The top ten reads almost like a map of Northern Europe: Switzerland (78.8), Denmark (77.2), Sweden (76.1), Germany (75.5), the Netherlands (75.0), Norway (74.2), the United Kingdom (73.3), Finland (73.2), Luxembourg (72.9), and Austria (72.7).
Notice anything? Eight out of ten countries are in Western or Northern Europe. The one thing they share isn't oil wealth or population size — it's institutional trust. Citizens in these countries consistently report believing their governments, courts, and public services actually function. That trust, built over generations, shows up in every metric from infant mortality rates to startup density.

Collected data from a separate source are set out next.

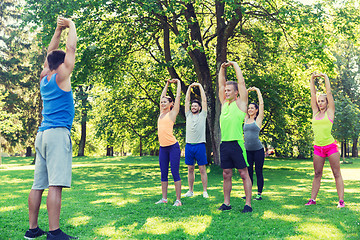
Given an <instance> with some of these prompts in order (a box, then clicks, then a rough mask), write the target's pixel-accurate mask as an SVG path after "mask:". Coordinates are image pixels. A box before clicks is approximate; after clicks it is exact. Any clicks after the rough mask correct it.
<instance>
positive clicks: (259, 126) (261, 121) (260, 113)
mask: <svg viewBox="0 0 360 240" xmlns="http://www.w3.org/2000/svg"><path fill="white" fill-rule="evenodd" d="M253 89H254V90H255V91H256V93H257V95H258V99H259V115H258V116H257V118H256V124H257V125H258V126H259V128H261V125H262V121H263V120H264V100H263V97H262V94H261V91H260V89H258V88H257V87H254V88H253Z"/></svg>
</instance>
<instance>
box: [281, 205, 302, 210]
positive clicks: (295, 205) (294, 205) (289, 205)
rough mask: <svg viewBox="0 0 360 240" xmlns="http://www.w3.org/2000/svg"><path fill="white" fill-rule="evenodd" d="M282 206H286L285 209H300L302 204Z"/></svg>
mask: <svg viewBox="0 0 360 240" xmlns="http://www.w3.org/2000/svg"><path fill="white" fill-rule="evenodd" d="M301 207H302V206H301ZM282 208H285V209H299V208H300V206H299V205H282Z"/></svg>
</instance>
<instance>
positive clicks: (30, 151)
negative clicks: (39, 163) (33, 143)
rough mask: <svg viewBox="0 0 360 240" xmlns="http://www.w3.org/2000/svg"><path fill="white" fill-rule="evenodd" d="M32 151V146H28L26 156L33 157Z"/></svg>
mask: <svg viewBox="0 0 360 240" xmlns="http://www.w3.org/2000/svg"><path fill="white" fill-rule="evenodd" d="M31 153H32V148H31V147H26V154H25V157H31Z"/></svg>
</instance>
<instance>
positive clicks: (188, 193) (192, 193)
mask: <svg viewBox="0 0 360 240" xmlns="http://www.w3.org/2000/svg"><path fill="white" fill-rule="evenodd" d="M192 196H194V192H191V191H188V192H187V193H185V194H184V195H183V197H192Z"/></svg>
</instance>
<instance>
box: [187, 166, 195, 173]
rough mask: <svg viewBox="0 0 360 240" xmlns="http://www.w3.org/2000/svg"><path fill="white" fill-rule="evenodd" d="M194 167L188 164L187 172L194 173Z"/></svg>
mask: <svg viewBox="0 0 360 240" xmlns="http://www.w3.org/2000/svg"><path fill="white" fill-rule="evenodd" d="M194 169H195V167H194V166H189V167H188V171H189V173H190V174H193V173H194Z"/></svg>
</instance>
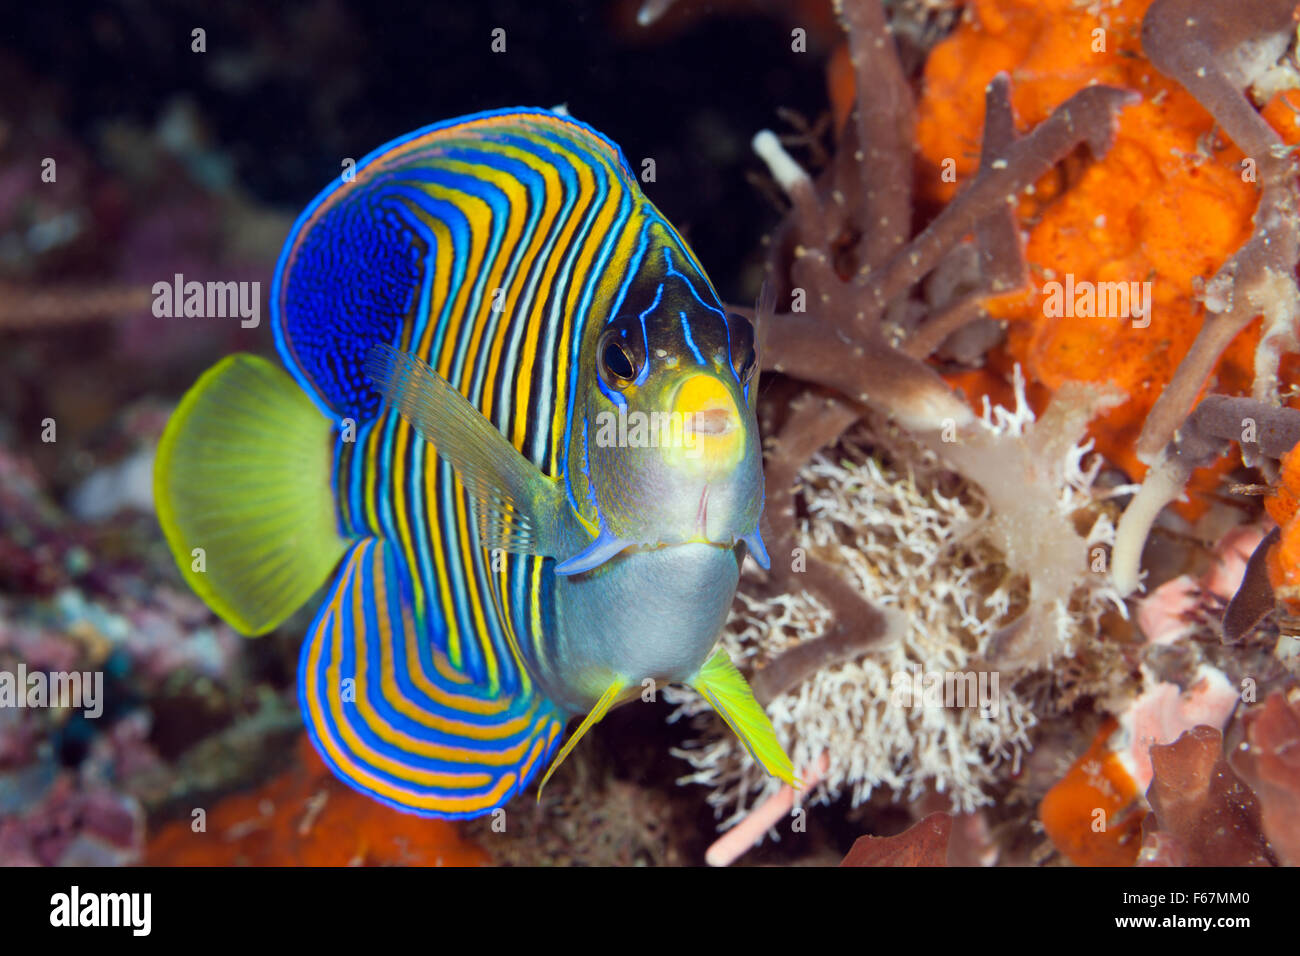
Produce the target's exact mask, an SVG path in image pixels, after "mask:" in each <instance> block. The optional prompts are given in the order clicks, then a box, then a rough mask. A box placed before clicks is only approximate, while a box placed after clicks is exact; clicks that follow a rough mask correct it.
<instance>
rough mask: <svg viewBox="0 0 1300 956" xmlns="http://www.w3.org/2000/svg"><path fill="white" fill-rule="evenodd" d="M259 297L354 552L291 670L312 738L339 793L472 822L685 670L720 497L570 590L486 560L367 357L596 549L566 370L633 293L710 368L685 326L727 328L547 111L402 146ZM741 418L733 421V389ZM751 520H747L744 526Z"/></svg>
mask: <svg viewBox="0 0 1300 956" xmlns="http://www.w3.org/2000/svg"><path fill="white" fill-rule="evenodd" d="M272 297H273V302H272V307H273V313H274V330H276V341H277V346H278V349H279V352H281V356H282V358H283V360H285V364H286V367H287V368H289V369H290V372H291V373H292V376H294V377H295V380H296V381H298V384H299V385H300V386H302V388H303V389H304V390H305V392H307V394H308V395H309V397H311V398H312V401H313V402H315V403H316V405H317V406H318V408H320V410H321V411H322V412H324V414H325V415H326V416H329V418H330V419H331V420H333V421H334V423H335V433H337V438H335V442H334V447H333V483H334V490H335V496H337V505H338V523H339V531H341V533H342V535H343V536H344V537H346V538H348V540H350V541H352V542H354V544H352V545H351V548H350V550H348V551H347V554H346V557H344V559H343V563H342V567H341V568H339V571H338V572H337V575H335V578H334V580H333V584H331V587H330V589H329V594H328V597H326V598H325V602H324V604H322V606H321V610H320V613H318V615H317V618H316V620H315V623H313V626H312V632H311V635H309V637H308V640H307V643H305V644H304V648H303V654H302V663H300V674H299V692H300V697H302V702H303V708H304V714H305V718H307V724H308V728H309V731H311V734H312V737H313V740H315V743H316V745H317V748H318V749H320V752H321V753H322V756H324V757H325V760H326V761H328V762H329V763H330V766H331V767H333V769H334V770H335V771H337V773H338V774H339V775H341V777H342V778H343V779H346V780H347V782H348V783H351V784H352V786H355V787H357V788H360V790H363V791H364V792H367V793H370V795H373V796H374V797H377V799H380V800H383V801H386V803H389V804H391V805H394V806H398V808H400V809H404V810H409V812H416V813H425V814H432V816H446V817H465V816H477V814H481V813H486V812H489V810H491V809H494V808H497V806H500V805H503V804H504V803H506V801H507V800H510V797H511V796H513V795H515V793H516V792H519V791H520V790H521V788H523V787H524V786H525V784H526V783H528V780H529V779H530V778H532V777H533V775H534V774H536V771H537V770H538V767H539V766H543V765H545V762H546V758H547V757H549V756H550V754H552V753H554V749H555V747H556V744H558V741H559V739H560V736H562V732H563V727H564V722H565V721H567V719H568V718H569V717H571V715H573V714H576V713H581V711H584V710H585V709H586V708H589V706H591V704H593V701H594V700H595V698H597V697H599V695H601V692H602V691H604V688H606V687H607V685H608V683H610V680H611V675H612V678H619V679H627V680H628V682H637V683H640V680H642V679H646V678H650V679H655V680H660V679H663V680H672V679H685V678H686V676H688V675H689V674H692V672H694V671H695V670H698V667H699V665H701V662H702V661H703V658H705V656H706V654H707V652H708V649H710V648H711V646H712V644H714V640H715V637H716V633H718V631H719V628H720V626H722V623H723V620H724V618H725V614H727V607H728V605H729V604H731V600H732V596H733V593H735V588H736V581H737V576H738V557H737V554H736V551H735V549H733V548H732V546H731V545H732V544H735V541H732V540H731V537H735V536H731V537H728V538H725V540H724V541H723V544H725V545H727V546H716V545H715V544H711V542H710V541H711V540H712V537H711V533H712V531H711V529H712V525H711V524H710V522H714V523H715V524H716V523H718V522H720V520H722V519H720V518H714V516H712V515H714V514H718V515H725V514H727V509H729V507H731V503H729V502H728V501H725V499H724V497H723V492H720V490H719V492H716V493H715V494H716V496H718V497H716V498H715V499H714V503H712V507H714V509H715V511H714V512H707V507H706V503H707V502H708V501H710V499H708V493H707V492H706V493H705V494H703V496H701V494H694V497H693V498H692V499H690V501H688V502H685V503H684V505H682V506H681V507H682V509H684V510H693V509H695V507H697V501H695V498H699V502H698V509H699V511H701V512H702V514H701V518H699V536H701V537H699V540H684V542H682V544H677V546H671V548H662V549H656V550H646V551H645V553H643V554H636V555H632V557H630V558H628V559H624V561H620V562H616V563H614V564H611V566H607V567H603V568H598V570H595V571H591V572H589V574H586V575H581V576H575V578H564V576H560V575H556V574H555V563H556V562H555V561H554V559H552V558H551V557H543V555H537V554H526V553H504V551H495V553H494V551H490V550H489V549H487V548H485V546H482V544H481V541H480V540H478V537H477V533H476V525H474V518H473V511H472V501H471V497H469V496H468V494H467V493H465V489H464V486H463V485H461V483H460V479H459V477H458V476H456V473H455V472H454V471H452V468H451V466H450V464H448V463H447V462H446V460H443V459H441V458H439V457H438V455H437V453H435V450H434V449H433V447H432V446H430V445H429V444H428V442H425V441H424V440H421V437H420V434H419V433H417V432H416V431H413V428H412V425H411V424H409V423H408V421H407V420H406V419H404V418H402V415H399V414H398V412H396V411H394V410H391V408H390V407H389V406H387V405H385V403H383V402H382V399H381V395H380V393H378V392H377V390H376V389H374V388H373V385H372V382H369V381H368V380H367V377H365V375H364V372H363V367H364V363H365V358H367V354H368V352H369V351H370V350H372V349H373V347H374V346H376V345H377V343H387V345H391V346H395V347H396V349H399V350H402V351H404V352H409V354H411V355H415V356H417V358H419V359H421V360H424V362H426V363H428V364H429V365H432V367H433V368H434V369H435V371H437V372H438V373H439V375H441V376H442V377H443V378H446V380H447V381H448V382H450V384H451V385H452V386H454V388H455V389H456V390H458V392H459V393H460V394H461V395H464V397H465V398H467V399H469V402H471V403H472V405H473V406H474V407H476V408H477V410H478V411H480V412H481V414H482V415H484V416H485V418H486V419H487V420H489V421H491V424H493V425H495V427H497V429H498V431H499V432H500V433H502V434H503V436H504V437H506V438H507V440H508V441H510V444H511V445H513V447H515V449H517V450H519V451H520V453H521V454H523V455H524V457H525V458H526V459H528V460H529V462H532V464H534V466H536V467H537V468H538V470H539V471H541V472H542V473H543V475H546V476H550V477H552V479H555V480H558V481H560V483H562V484H563V489H564V497H565V499H567V501H568V503H569V507H568V509H564V511H565V514H564V515H563V518H562V524H563V535H564V536H565V541H569V542H572V551H573V553H576V551H578V550H581V548H584V546H585V545H586V544H589V542H590V541H591V538H593V536H595V535H597V533H598V532H599V529H601V528H602V523H603V522H604V520H606V516H604V515H602V514H601V505H599V502H598V497H599V496H597V494H595V493H594V490H593V484H591V477H590V475H591V449H593V446H591V421H590V420H589V419H588V418H584V416H585V415H586V414H588V412H589V410H590V402H589V401H588V398H586V395H588V394H594V390H595V378H594V377H593V376H594V373H593V372H591V371H590V369H589V368H586V367H585V365H584V362H582V360H581V359H582V356H584V355H589V354H590V351H591V349H593V347H594V341H595V338H597V337H598V336H599V334H601V330H602V326H603V325H604V323H606V321H607V320H608V319H610V317H611V316H612V315H615V313H620V312H624V311H627V308H628V307H630V303H633V302H636V303H637V304H636V308H634V310H633V312H634V313H638V315H640V316H641V321H642V326H643V325H645V323H646V320H647V319H646V316H650V320H656V319H655V316H658V315H659V312H663V311H664V310H666V308H667V307H668V303H672V308H671V311H669V312H664V315H667V319H664V320H663V321H664V323H667V321H668V320H671V323H673V324H676V325H677V326H680V336H681V337H682V341H684V342H689V350H688V349H686V347H685V346H684V347H682V354H685V355H688V362H694V358H692V356H695V358H698V360H699V365H701V367H702V368H703V367H705V365H707V364H708V362H712V360H714V359H712V358H710V356H708V355H705V354H703V351H702V349H703V347H705V346H702V345H701V342H706V341H710V339H708V336H707V334H706V333H705V332H702V330H701V329H699V328H698V323H699V320H695V321H697V325H695V326H693V325H692V320H690V317H689V316H690V315H705V316H706V319H707V320H708V321H718V323H720V321H723V320H722V319H716V320H715V319H714V313H716V316H723V312H722V306H720V303H719V302H718V297H716V294H715V291H714V290H712V287H711V285H710V284H708V281H707V280H706V278H705V277H703V273H702V271H701V269H699V265H698V263H697V261H695V260H694V256H693V255H692V254H690V251H689V250H688V248H686V246H685V243H684V242H682V241H681V239H680V237H679V235H677V234H676V232H675V230H673V229H672V226H671V225H668V224H667V222H666V221H664V220H663V217H662V216H660V215H659V213H658V211H656V209H655V208H654V207H653V204H651V203H650V202H649V200H647V199H646V198H645V196H643V195H642V194H641V191H640V189H638V186H637V183H636V179H634V177H633V174H632V172H630V170H629V169H628V165H627V163H625V160H624V159H623V156H621V153H620V151H619V150H617V147H616V146H614V144H612V143H610V142H608V140H606V139H604V138H602V137H601V135H599V134H595V133H594V131H591V130H590V129H588V127H585V126H584V125H581V124H577V122H576V121H572V120H569V118H567V117H560V116H556V114H552V113H546V112H541V111H510V112H502V113H486V114H478V116H473V117H468V118H464V120H458V121H452V122H448V124H442V125H437V126H432V127H428V129H425V130H420V131H417V133H415V134H411V135H408V137H404V138H403V139H399V140H396V142H394V143H390V144H387V146H385V147H381V148H380V150H377V151H376V152H374V153H372V155H370V156H368V157H367V159H364V160H363V161H361V163H360V164H359V165H357V168H356V173H355V179H354V181H350V182H342V181H341V182H338V183H335V185H333V186H331V187H330V189H328V190H326V191H325V193H322V194H321V195H320V196H318V198H317V199H316V200H315V202H313V203H312V204H311V206H309V207H308V208H307V209H305V211H304V213H303V215H302V217H300V219H299V221H298V224H296V225H295V228H294V230H292V233H291V234H290V239H289V242H287V243H286V247H285V252H283V255H282V256H281V261H279V265H278V268H277V276H276V284H274V287H273V291H272ZM638 297H640V298H638ZM642 299H643V300H645V302H642ZM651 310H656V311H651ZM679 316H680V319H679ZM664 328H666V329H668V326H667V325H664ZM719 328H723V326H722V325H719ZM669 333H671V334H679V333H676V332H672V330H671V329H668V332H666V333H664V334H669ZM718 334H722V336H723V339H722V341H723V342H724V343H725V342H728V341H729V339H727V338H725V330H724V332H722V333H718ZM660 351H666V350H660ZM719 356H720V358H719V359H718V362H724V360H725V355H722V351H719ZM728 388H731V386H728ZM735 388H736V389H737V394H741V393H740V392H738V390H740V389H741V385H740V384H738V382H737V384H736V385H735ZM597 401H602V402H603V401H604V399H597ZM740 402H741V403H744V406H745V407H744V411H745V414H748V415H749V418H750V419H751V418H753V395H750V394H749V390H748V386H745V389H744V393H742V395H741V398H740ZM750 445H753V447H748V449H745V454H746V455H748V458H746V462H749V467H751V468H753V470H755V471H757V468H758V466H757V457H758V449H757V441H751V442H750ZM759 480H761V479H759ZM759 490H761V488H759ZM664 497H667V496H664ZM759 503H761V499H759ZM758 506H759V505H754V506H750V505H746V506H745V507H748V509H749V511H753V514H751V515H750V514H749V511H746V512H745V515H742V516H744V520H746V522H749V524H750V525H754V527H757V519H758V511H757V507H758ZM736 507H737V509H741V506H740V505H737V506H736ZM741 510H744V509H741ZM692 514H693V511H692ZM719 533H720V532H719Z"/></svg>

"Strong institutions don't just support economies — they are the economy. Everything else flows from governance." — Urban policy analyst, as noted in the World Economic Forum's 2025 Competitiveness Report.
Where Does Indonesia Stand — And What Does a Score of 49.3 Actually Mean?
Indonesia lands at rank 62 with a score of 49.3 — a 29.5-point gap from Switzerland. That number isn't a verdict on the country; it's a diagnosis. Indonesia scores higher than many of its Southeast Asian neighbors in areas like natural environment and cultural richness, but lags in governance consistency, infrastructure quality, and opportunity access.
The surprising part: Indonesia's score in culture and tourism likely keeps it competitive in this range. The country has the landscape, the diversity, and the soft power — it's the institutional scaffolding that still needs catching up.
Here's the counterintuitive insight worth sharing: countries with smaller populations often rank higher — Luxembourg has under 700,000 people and scores 72.9. Scale creates complexity, and complexity makes governance harder. Managing 280 million people across 17,000 islands is a fundamentally different challenge than running a compact Northern European nation.
How Much Does Ranking Change Year to Year?
The top tier tends to be sticky. Switzerland, Denmark, and Sweden have traded the top three positions for the past several years. Countries in the middle tier — roughly ranks 40 to 80 — show more movement, as infrastructure investment and governance reforms can shift scores meaningfully within two to three years. Indonesia has the demographic dividend and natural resources to move up, but ranking gains require policy consistency over election cycles, not just single-term wins.